The National Association of Head Teachers’ annual conference in Brighton captured headlines at the weekend, as heads voted overwhelmingly to ballot for a boycott of next year’s Sats tests if the Government fails to meet its demands on testing.

But just as interesting, in its way, was what Ed Balls told the conference about conventional school league tables.

These tables, of course, have played a large part in school life since the early 1990s. But, in a speech which was designed to placate the heads before they voted on the boycott plan, Mr Balls made a string of criticisms of the rankings.

He said: “The problem at the moment with our system of league tables for accountability is that whilst they may be easy for parents to understand, they measure only a narrow view of what the school actually achieves. The [current accountability system] measures only the progress of the average pupil; it does not measure the wider issues around wellbeing and around health and support. Nor does it give any credit for the role schools play in collaboration.  That’s why we need to reform our accountability system.”

He then highlighted Qualifications and Curriculum Authority research, first revealed in Education by Numbers, that schools spend an average of 10 hours a week in the months January to May in the run-up to the tests in year six, on test practice.

He said: If it’s the case that schools are spending 10 hours a week preparing for Sats, that’s not good teaching, it’s not good practice, it’s not what I want. At the same time, we cannot go back to the days when schools and parents and governors did not have information on what schools were doing, and that’s not what parents want, either.  I have said consistently I do not think the right thing to do is to remove the key stage 2 tests, but I have already said the system is not set in stone.”

 Then, Mr Balls responded to a question from a head teacher, Gail Larkin from Auriol Junior School in Epsom, Surrey, who asked if he could explain the educational value in continuing with the annual “public humiliation” of heads based on the publication of league tables.

Mr Balls replied: “I think you are right: school league tables give you a narrow view of what a school does. It does not look at the progress of the brightest children…or at the full range of activities which head teachers do every day. It does not look at context  or the wider things about pupils which mean they are happy and doing well.”

He added: “This [is] a system where the way to improve your performance is only to focus on the two to three children who are performing just below level four. That’s not what education is about, and that’s why we need to improve accountability.”
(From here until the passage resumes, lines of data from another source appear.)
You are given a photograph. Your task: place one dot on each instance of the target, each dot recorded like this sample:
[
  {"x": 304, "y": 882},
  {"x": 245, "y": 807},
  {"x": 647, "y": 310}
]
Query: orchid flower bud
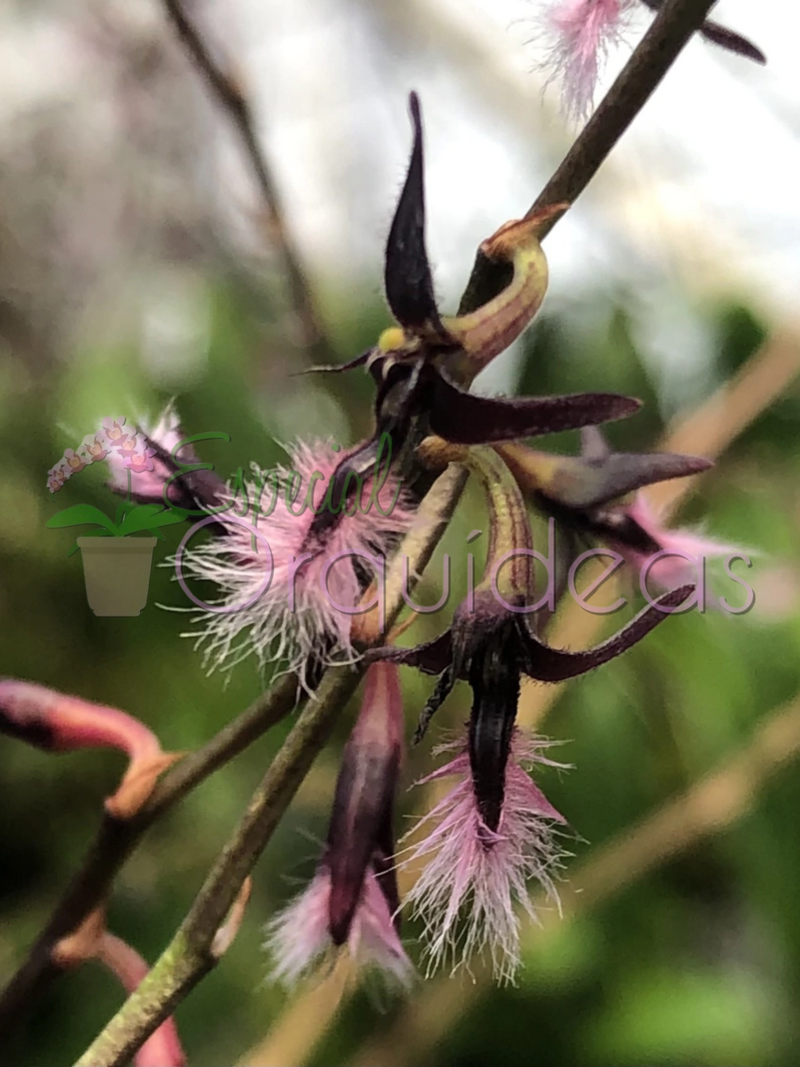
[
  {"x": 52, "y": 721},
  {"x": 353, "y": 900}
]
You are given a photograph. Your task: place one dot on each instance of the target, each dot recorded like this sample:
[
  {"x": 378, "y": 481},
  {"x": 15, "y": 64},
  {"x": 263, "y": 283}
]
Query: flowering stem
[
  {"x": 672, "y": 28},
  {"x": 116, "y": 839},
  {"x": 189, "y": 955}
]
Mr Balls’s comments must be put in context. He was arguing against league tables in favour of a new “report card” system for schools, which is likely to be introduced to give parents a wider range of information on each institution than they currently receive. Alongside conventional exam results data will come measures of pupils’ “well-being” in each school and how it helps the most disadvantaged groups it educates. It will be, it seems to me, far from immune from some of the criticisms which have been levelled at league tables over the years.

But Mr Balls’s comments on those rankings remain extraordinary. Here was the man in charge of our schools admitting that league tables have encouraged them to focus extra effort on the small group of pupils around whom the rankings revolve – that is, to “game” the system – and that they may lead to excessive teaching to the test. Many will wonder why it has taken the Government this long to reach this view, point to the fact that this practice continues to go on, often with endorsement from some organisations very close to the Government, and argue that report cards are likely to replace one set of problems with others; they are effectively just another type of league table. That said, it was amazing to hear the criticisms from a leading member of a government which has long seemed wedded to the rankings, and other forms of statistics-based accountability which exist alongside them, as a centrepiece of its education policies.